At a high level, the computer (1002) is an electronic computing device operable to receive, transmit, process, store, or manage data and information associated with the described subject matter. According to some implementations, the computer (1002) may also include or be communicably coupled with an application server, e-mail server, web server, caching server, streaming data server, business intelligence (BI) server, or other server (or a combination of servers).
The computer (1002) can receive requests over network (1030) from a client application (for example, executing on another computer (1002)) and responding to the received requests by processing the said requests in an appropriate software application. In addition, requests may also be sent to the computer (1002) from internal users (for example, from a command console or by other appropriate access method), external or third-parties, other automated applications, as well as any other appropriate entities, individuals, systems, or computers.
Each of the components of the computer (1002) can communicate using a system bus (1003). In some implementations, any or all of the components of the computer (1002), both hardware or software (or a combination of hardware and software), may interface with each other or the interface (1004) (or a combination of both) over the system bus (1003) using an application programming interface (API) (1012) or a service layer (1013) (or a combination of the API (1012) and service layer (1013). The API (1012) may include specifications for routines, data structures, and object classes. The API (1012) may be either computer-language independent or dependent and refer to a complete interface, a single function, or even a set of APIs. The service layer (1013) provides software services to the computer (1002) or other components (whether or not illustrated) that are communicably coupled to the computer (1002). The functionality of the computer (1002) may be accessible for all service consumers using this service layer. Software services, such as those provided by the service layer (1013), provide reusable, defined business functionalities through a defined interface. For example, the interface may be software written in JAVA, C++, or other suitable language providing data in extensible markup language (XML) format or other suitable format. While illustrated as an integrated component of the computer (1002), alternative implementations may illustrate the API (1012) or the service layer (1013) as stand-alone components in relation to other components of the computer (1002) or other components (whether or not illustrated) that are communicably coupled to the computer (1002). Moreover, any or all parts of the API (1012) or the service layer (1013) may be implemented as child or sub-modules of another software module, enterprise application, or hardware module without departing from the scope of this disclosure.

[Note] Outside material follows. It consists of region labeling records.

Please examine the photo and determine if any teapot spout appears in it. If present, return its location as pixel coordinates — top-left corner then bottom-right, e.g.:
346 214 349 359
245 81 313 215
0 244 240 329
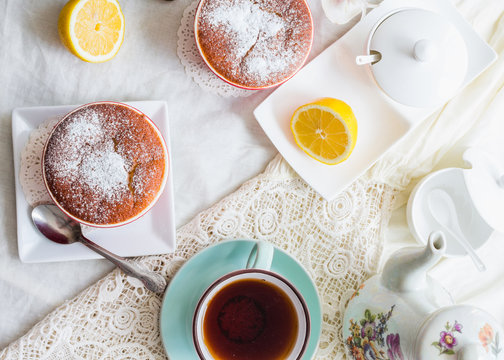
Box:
381 231 446 292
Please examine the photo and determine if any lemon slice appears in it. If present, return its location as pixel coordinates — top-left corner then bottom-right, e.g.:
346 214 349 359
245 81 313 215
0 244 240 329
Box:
291 98 357 165
58 0 124 62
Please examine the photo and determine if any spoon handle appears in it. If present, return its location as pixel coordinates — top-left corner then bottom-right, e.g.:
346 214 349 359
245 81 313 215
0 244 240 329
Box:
79 236 166 293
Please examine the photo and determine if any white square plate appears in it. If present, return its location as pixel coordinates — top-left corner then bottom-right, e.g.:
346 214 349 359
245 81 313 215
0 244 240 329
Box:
12 101 176 262
254 0 497 200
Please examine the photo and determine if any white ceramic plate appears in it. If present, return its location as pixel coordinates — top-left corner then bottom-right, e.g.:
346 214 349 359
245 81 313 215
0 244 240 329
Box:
254 0 496 200
12 101 176 262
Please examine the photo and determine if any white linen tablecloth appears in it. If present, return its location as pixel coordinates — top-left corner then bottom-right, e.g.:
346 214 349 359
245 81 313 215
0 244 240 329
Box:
0 0 504 354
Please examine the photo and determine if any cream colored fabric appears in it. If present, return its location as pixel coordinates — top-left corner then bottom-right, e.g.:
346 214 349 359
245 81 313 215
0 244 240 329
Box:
0 0 504 360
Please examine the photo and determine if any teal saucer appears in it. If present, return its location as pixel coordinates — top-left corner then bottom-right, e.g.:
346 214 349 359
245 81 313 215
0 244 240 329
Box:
159 240 322 360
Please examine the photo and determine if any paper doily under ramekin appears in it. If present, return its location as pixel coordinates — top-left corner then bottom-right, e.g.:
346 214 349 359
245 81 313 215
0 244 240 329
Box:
177 0 257 97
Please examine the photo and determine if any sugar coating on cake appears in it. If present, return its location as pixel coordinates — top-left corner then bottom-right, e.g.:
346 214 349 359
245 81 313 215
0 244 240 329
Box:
43 103 167 225
197 0 313 87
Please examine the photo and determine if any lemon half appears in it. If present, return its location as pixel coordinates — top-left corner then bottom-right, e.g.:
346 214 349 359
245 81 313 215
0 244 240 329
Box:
58 0 124 63
291 98 357 165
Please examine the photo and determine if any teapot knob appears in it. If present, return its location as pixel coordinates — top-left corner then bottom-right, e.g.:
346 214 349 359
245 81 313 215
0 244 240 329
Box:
413 39 436 62
457 343 489 360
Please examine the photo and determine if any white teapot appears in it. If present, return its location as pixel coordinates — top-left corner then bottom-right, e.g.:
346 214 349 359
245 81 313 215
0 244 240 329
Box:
343 232 504 360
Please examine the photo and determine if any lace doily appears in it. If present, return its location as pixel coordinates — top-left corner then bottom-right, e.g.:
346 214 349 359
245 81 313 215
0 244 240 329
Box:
19 117 61 206
0 155 394 360
177 0 256 97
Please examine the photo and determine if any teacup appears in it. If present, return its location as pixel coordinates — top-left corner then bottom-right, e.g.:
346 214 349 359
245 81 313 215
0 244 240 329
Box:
193 241 310 360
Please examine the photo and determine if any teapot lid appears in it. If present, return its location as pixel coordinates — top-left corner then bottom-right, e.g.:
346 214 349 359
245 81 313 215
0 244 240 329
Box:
415 305 504 360
368 8 468 107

The computer (1002) includes an interface (1004). Although illustrated as a single interface (1004) in
The computer (1002) includes at least one processor (1005). Although illustrated as a single processor (1005) in
The computer (1002) also includes a memory (1006) that holds data for the computer (1002) or other components (or a combination of both) that can be connected to the network (1030). For example, memory (1006) can be a database storing data consistent with this disclosure. Although illustrated as a single memory (1006) in
The application (1007) is an algorithmic software engine providing functionality according to particular needs, desires, or particular implementations of the computer (1002), particularly with respect to functionality described in this disclosure. For example, application (1007) can serve as one or more components, modules, applications, etc. Further, although illustrated as a single application (1007), the application (1007) may be implemented as multiple applications (1007) on the computer (1002). In addition, although illustrated as integral to the computer (1002), in alternative implementations, the application (1007) can be external to the computer (1002).
There may be any number of computers (1002) associated with, or external to, a computer system containing computer (1002), each computer (1002) communicating over network (1030). Further, the term “client,” “user,” and other appropriate terminology may be used interchangeably as appropriate without departing from the scope of this disclosure. Moreover, this disclosure contemplates that many users may use one computer (1002), or that one user may use multiple computers (1002).

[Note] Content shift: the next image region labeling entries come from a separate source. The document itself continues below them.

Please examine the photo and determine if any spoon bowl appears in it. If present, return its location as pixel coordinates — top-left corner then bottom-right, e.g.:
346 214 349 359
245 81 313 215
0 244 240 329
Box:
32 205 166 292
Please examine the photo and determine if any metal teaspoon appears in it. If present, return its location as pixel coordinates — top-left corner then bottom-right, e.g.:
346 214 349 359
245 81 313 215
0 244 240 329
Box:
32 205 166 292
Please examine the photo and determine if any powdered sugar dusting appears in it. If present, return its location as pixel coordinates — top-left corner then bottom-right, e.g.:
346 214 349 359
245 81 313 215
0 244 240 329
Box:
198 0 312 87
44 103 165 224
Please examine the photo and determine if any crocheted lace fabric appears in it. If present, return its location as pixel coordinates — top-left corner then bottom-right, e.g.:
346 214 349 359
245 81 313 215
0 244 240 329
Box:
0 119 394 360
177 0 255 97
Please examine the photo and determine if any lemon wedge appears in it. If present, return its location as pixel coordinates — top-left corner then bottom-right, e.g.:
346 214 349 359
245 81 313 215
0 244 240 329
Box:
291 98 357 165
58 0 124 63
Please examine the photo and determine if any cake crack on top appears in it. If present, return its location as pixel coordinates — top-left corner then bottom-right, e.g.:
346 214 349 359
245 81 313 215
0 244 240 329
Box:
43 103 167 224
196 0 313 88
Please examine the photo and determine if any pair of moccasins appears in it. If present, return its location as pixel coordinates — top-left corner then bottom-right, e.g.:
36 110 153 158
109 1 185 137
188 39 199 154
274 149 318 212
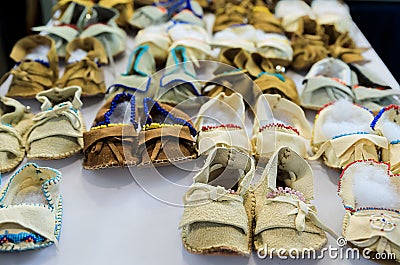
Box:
0 35 108 98
311 99 400 174
195 92 311 160
107 5 211 107
0 86 85 173
83 92 197 169
32 0 126 58
0 163 63 252
300 58 400 114
275 0 366 70
179 147 335 256
130 0 204 29
202 45 300 105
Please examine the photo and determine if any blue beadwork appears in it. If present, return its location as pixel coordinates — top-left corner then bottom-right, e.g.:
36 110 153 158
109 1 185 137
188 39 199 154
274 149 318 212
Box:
106 76 151 94
122 45 149 76
332 132 370 140
370 105 386 130
257 72 285 82
143 98 197 136
0 230 45 245
15 59 50 68
95 92 138 128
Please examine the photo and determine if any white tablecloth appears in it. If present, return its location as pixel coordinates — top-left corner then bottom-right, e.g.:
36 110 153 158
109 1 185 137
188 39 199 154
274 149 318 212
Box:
0 14 398 265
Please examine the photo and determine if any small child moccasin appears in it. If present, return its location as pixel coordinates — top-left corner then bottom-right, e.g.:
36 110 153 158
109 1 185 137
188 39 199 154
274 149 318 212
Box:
300 58 354 110
83 92 140 170
57 37 108 97
254 147 336 256
0 34 58 98
251 94 311 159
195 92 251 155
138 98 197 167
0 96 33 173
179 147 255 256
371 105 400 174
0 163 62 252
338 160 400 262
26 86 85 160
310 99 388 170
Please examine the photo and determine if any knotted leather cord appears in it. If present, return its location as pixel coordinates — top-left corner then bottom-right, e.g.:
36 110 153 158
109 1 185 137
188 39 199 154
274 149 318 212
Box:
266 196 338 238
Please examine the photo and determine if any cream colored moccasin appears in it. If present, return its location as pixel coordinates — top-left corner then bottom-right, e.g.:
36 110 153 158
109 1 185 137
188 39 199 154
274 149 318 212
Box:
179 147 255 256
26 86 86 159
195 92 251 155
338 160 400 262
371 105 400 174
0 163 62 252
0 96 33 173
254 147 336 255
310 99 388 169
251 94 311 159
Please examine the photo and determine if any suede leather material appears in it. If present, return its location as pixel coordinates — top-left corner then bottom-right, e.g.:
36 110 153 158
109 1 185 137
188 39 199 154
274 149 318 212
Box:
138 100 197 167
338 160 400 262
254 74 300 105
249 5 284 33
26 86 85 159
57 37 108 97
254 147 327 252
213 1 250 32
310 134 388 169
138 126 197 166
179 147 255 256
0 163 62 252
83 125 139 169
0 96 33 173
329 32 368 63
0 35 58 98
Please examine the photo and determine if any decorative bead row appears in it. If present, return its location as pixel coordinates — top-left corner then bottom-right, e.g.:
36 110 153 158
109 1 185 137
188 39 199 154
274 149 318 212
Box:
15 59 50 68
201 123 242 131
90 123 129 130
143 98 197 136
0 230 45 245
143 122 182 130
332 132 370 140
259 123 300 135
94 92 138 128
267 187 306 202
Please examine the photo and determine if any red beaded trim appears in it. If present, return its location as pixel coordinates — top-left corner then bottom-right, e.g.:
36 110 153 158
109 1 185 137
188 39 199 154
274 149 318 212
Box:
201 123 242 131
337 159 400 213
331 77 347 86
385 104 400 110
353 85 386 90
345 206 400 214
259 123 300 135
56 23 79 30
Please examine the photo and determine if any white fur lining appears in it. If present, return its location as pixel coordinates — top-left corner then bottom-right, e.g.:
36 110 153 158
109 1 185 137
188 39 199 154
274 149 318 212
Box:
320 99 373 138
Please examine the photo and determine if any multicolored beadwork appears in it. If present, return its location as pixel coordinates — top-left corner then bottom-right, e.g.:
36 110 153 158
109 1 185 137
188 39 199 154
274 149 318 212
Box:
201 123 242 132
267 187 306 202
259 123 300 135
143 98 197 136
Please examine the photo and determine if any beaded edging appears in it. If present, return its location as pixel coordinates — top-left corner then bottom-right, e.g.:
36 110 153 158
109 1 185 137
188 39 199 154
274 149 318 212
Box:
258 123 300 135
143 98 197 136
94 92 138 129
337 159 400 214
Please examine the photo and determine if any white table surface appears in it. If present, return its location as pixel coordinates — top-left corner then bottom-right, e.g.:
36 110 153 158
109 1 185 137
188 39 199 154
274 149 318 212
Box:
0 13 399 265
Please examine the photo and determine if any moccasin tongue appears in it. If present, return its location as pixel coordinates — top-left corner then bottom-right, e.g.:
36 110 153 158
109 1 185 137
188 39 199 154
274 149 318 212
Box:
0 97 27 125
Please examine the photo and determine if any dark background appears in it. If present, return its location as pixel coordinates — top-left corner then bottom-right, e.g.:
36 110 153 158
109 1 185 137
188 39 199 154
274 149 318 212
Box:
0 0 400 82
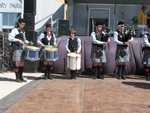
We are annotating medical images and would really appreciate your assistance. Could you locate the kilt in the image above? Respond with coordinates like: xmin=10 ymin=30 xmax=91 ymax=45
xmin=143 ymin=47 xmax=150 ymax=65
xmin=116 ymin=45 xmax=129 ymax=64
xmin=13 ymin=49 xmax=24 ymax=62
xmin=91 ymin=44 xmax=106 ymax=65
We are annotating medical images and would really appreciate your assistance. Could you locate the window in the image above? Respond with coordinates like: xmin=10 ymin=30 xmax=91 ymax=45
xmin=3 ymin=13 xmax=21 ymax=26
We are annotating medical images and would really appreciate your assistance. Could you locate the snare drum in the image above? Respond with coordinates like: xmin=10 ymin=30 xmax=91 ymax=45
xmin=44 ymin=47 xmax=58 ymax=61
xmin=25 ymin=46 xmax=40 ymax=61
xmin=67 ymin=53 xmax=81 ymax=70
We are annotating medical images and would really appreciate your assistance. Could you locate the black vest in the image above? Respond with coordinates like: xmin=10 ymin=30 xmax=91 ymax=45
xmin=117 ymin=31 xmax=132 ymax=42
xmin=146 ymin=33 xmax=150 ymax=43
xmin=68 ymin=38 xmax=78 ymax=52
xmin=11 ymin=29 xmax=25 ymax=50
xmin=41 ymin=32 xmax=54 ymax=46
xmin=96 ymin=33 xmax=108 ymax=42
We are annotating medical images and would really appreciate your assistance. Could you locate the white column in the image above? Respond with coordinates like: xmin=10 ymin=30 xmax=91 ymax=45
xmin=21 ymin=0 xmax=24 ymax=18
xmin=0 ymin=13 xmax=3 ymax=31
xmin=68 ymin=0 xmax=74 ymax=26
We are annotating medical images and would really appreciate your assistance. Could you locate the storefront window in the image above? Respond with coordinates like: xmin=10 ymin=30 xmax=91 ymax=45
xmin=3 ymin=13 xmax=21 ymax=26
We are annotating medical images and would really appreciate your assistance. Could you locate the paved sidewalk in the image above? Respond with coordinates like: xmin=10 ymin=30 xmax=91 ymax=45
xmin=3 ymin=75 xmax=150 ymax=113
xmin=0 ymin=72 xmax=42 ymax=100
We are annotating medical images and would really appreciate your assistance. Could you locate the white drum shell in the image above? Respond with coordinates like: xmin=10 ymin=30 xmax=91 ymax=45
xmin=67 ymin=54 xmax=81 ymax=70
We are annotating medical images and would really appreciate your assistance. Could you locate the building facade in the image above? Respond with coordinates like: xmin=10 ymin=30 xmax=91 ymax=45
xmin=66 ymin=0 xmax=150 ymax=35
xmin=0 ymin=0 xmax=24 ymax=32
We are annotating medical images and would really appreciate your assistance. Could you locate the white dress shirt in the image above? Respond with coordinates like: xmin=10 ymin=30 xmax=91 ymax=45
xmin=66 ymin=37 xmax=81 ymax=53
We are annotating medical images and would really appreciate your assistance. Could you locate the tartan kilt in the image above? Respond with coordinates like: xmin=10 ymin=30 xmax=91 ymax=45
xmin=143 ymin=47 xmax=150 ymax=65
xmin=116 ymin=45 xmax=129 ymax=63
xmin=13 ymin=49 xmax=24 ymax=62
xmin=91 ymin=44 xmax=106 ymax=65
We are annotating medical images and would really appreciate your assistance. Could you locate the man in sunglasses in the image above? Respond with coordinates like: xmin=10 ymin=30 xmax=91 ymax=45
xmin=114 ymin=21 xmax=133 ymax=79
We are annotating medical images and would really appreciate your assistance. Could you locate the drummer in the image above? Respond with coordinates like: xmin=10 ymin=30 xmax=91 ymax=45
xmin=8 ymin=18 xmax=29 ymax=82
xmin=37 ymin=23 xmax=56 ymax=79
xmin=66 ymin=28 xmax=81 ymax=79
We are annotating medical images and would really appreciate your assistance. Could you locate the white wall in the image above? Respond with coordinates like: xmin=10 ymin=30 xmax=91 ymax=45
xmin=35 ymin=0 xmax=63 ymax=30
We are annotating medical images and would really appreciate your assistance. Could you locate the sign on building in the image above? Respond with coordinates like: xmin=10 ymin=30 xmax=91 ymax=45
xmin=0 ymin=0 xmax=23 ymax=13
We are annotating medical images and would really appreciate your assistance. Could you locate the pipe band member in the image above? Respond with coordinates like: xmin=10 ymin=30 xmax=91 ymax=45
xmin=91 ymin=23 xmax=109 ymax=79
xmin=66 ymin=28 xmax=81 ymax=79
xmin=114 ymin=21 xmax=133 ymax=79
xmin=8 ymin=18 xmax=29 ymax=82
xmin=37 ymin=23 xmax=57 ymax=79
xmin=143 ymin=24 xmax=150 ymax=80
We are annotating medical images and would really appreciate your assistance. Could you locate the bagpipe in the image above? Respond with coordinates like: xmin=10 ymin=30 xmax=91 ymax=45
xmin=122 ymin=25 xmax=136 ymax=42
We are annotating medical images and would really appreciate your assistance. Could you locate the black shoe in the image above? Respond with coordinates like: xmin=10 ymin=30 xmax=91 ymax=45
xmin=47 ymin=73 xmax=52 ymax=79
xmin=145 ymin=76 xmax=150 ymax=81
xmin=20 ymin=75 xmax=27 ymax=82
xmin=100 ymin=75 xmax=104 ymax=79
xmin=16 ymin=78 xmax=22 ymax=83
xmin=116 ymin=75 xmax=121 ymax=80
xmin=16 ymin=72 xmax=21 ymax=82
xmin=121 ymin=75 xmax=126 ymax=80
xmin=43 ymin=73 xmax=47 ymax=80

In Block 1100, a downhole sensor module (300) is attached to a motor (118) in the well (116). The motor (118) may be attached to an ESP (124). The downhole sensor module (300) may be extended by an additional 6 to 24 inches. In Block 1102, a metering module (302) extending from the downhole sensor module (300) is attached. The metering module (302) may have a plurality of dynamic pressure sensors (304) along the vertical axis of the ESP (124). The plurality of dynamic pressure sensors (304) may include at least three dynamic pressure sensors (304). The metering module (302) may be a hollow tube, flat-sided cylinder, or a prism. The metering module (302) may be configured to resist a bending movement in the perpendicular direction of the vertical axis of the ESP (124). The metering module (302) may include a bottom. The bottom may be configured to prevent the vibration from being transmitted perpendicular to the fluid (102) flow direction.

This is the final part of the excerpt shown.